May 31, 2011 6:18 pm
|An annonymous image from 1970s Lebanon, part of a series at Tate Modern by artist, video-maker and cultural historian Akram Zaatari|
Spring has brought a pleasing efflorescence of photography to Tate Modern, which shows that curator Simon Baker is getting into his stride and the whole institution is happy to stride along with him. There is – certainly by design – a photographic display on each floor of the building at the moment; those by Simon Norfolk and Diane Arbus have already been reviewed on these pages. It all feels like a demonstration that photography has a natural and comfortable home in an institution that came to it very late.
Perhaps the most interesting of the many displays is on the fifth floor, a thought-provoking look at recent developments in documentary, composed entirely of new additions to the Tate collection. Documentary is not by any means simply a matter of being there and telling the truth, and a relatively under-promoted exhibition amply deserves notice. It includes a series of images by the Lebanese artist, video-maker and cultural historian Akram Zaatari, one of the founders of the Arab Image Foundation.
This peculiar collective, which includes or has included such diverse artists as Yto Barrada and Walid Raad, has devoted itself to inspecting the recent history of Lebanon through the documents that purport to tell that history. Zaatari’s recovered studio portraits from the Lebanon of the 1950s, 1960s and 1970s on show here present a gallery of the hopes and dreams of the population in a divided country that, unable to satisfy the dreams of all, failed for so long to satisfy the hopes of any.
In the same stimulating examination of some of the many strands of documentary, a single picture by the French photographer Luc Delahaye is worth a visit to Tate on its own. A plunging view of the Palestine Hotel in Baghdad, the headquarters of the international media there, it shows the terrace of the hotel swarming with TV reporters preparing pieces to camera while a bomb or an air strike smokes unobserved behind them. The details are witty (the last “e” of “Palestine” is falling off the hotel sign in quiet satire), but the overall inquiry is serious. Do the international media report the story or do they report the reporting?
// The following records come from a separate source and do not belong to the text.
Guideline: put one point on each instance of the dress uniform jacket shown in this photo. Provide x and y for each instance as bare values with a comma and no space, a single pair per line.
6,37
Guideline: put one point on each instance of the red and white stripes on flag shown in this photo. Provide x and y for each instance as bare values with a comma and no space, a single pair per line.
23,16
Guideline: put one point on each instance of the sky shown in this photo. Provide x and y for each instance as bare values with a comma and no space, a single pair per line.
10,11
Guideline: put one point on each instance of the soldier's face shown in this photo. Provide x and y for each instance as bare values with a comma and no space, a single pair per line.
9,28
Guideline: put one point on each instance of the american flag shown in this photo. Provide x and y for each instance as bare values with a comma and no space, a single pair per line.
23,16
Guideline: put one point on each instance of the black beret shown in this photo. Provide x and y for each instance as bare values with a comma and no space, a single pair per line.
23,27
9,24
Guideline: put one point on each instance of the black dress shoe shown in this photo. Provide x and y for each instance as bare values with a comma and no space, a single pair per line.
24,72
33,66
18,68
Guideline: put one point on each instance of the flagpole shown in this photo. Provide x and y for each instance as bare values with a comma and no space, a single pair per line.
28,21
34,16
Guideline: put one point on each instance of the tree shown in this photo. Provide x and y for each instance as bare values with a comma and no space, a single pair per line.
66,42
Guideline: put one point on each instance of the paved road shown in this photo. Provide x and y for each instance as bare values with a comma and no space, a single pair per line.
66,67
The centrepiece of the whole is a major new exhibition under the title A Living Man Declared Dead and Other Chapters by the American artist Taryn Simon. It is a monumental piece of work, and also a troubling one. Simon could surely be called a documentary artist, too. She is a cataloguer, who has in the past listed such items as contraband seized entering the US or miscarriages of justice. Her habit has been to photograph in a deadpan way, and to publish the pictures accompanied by a similarly cold, almost official-sounding text.
In the present show, her system has become more complicated. Each work is a textual account of a story told about a single person, accompanied on its left by formulaic seated portraits of the surviving people directly linked by blood to that person, and on its right by a scattering of pictures illustrative of the story itself. In every piece, each of those types of information is in its own separate frame. Only the portraits expand as needed by their number to occupy two, three or more frames within each separate piece. So, in every piece there is a frame or frames for persons, a frame for fact, and a frame for emotion.
This complicated presentation, like a new sonata form, is key to the whole project. It has been carried out in a virtuoso way. The dozens of little portraits on a standard creamy neutral ground make a repeating beat, while the text panels and captions and the pictorial examples make a different, less regular rhythm. The framed works are huge but their individual components are not.
The whole project deals with pattern: the patterns of genetic connection and the staccato cruelty of fate. The stories show a range of hideous burdens that each group has to live with. They include the man of the title, declared dead by corrupt officials in India in order that somebody else might claim his valuable land. Another “chapter” is about a truly Homeric blood feud in northern Brazil, another about South Koreans kidnapped and taken to North Korea.
There are 18 chapters in all, and the practical achievement is remarkable. This is a real humdinger of an exhibition in almost every sense. It is quite impossible to read these stories without a profound conviction of the hideous banality of evil. It generates an overwhelming sense of each person involved being just incredibly unlucky to be on that list.
The problem? It is not a visual art at all. If Taryn Simon had been a writer, those searing stories would have made a strong catalogue of man’s inhumanity. This is a show in which you read a lot, and then your stomach turns. Without the texts, the photographs would be empty of meaning. Yet without the photographs, there would be no product for the artist to sell.
I am left with an uncomfortable sense of a brilliantly executed creation of an artistic commodity. Typology in a grid? Check. Massive size? Check. Visceral subject matter, tidily and neatly presented? Check. Clear branding by style? Check. It adds up to an ad campaign, with a strong message carried by strong graphics, for a lobbying group. If that was all they were, they would be a great graphic achievement. But they are artworks, produced over four years, now validated by Tate before being offered in the art market. And that makes Simon’s position uncomfortable. It’s an old conundrum, but none the easier for that – the artist stands to gain enormously from precisely the horrors that she brings so coolly to our attention.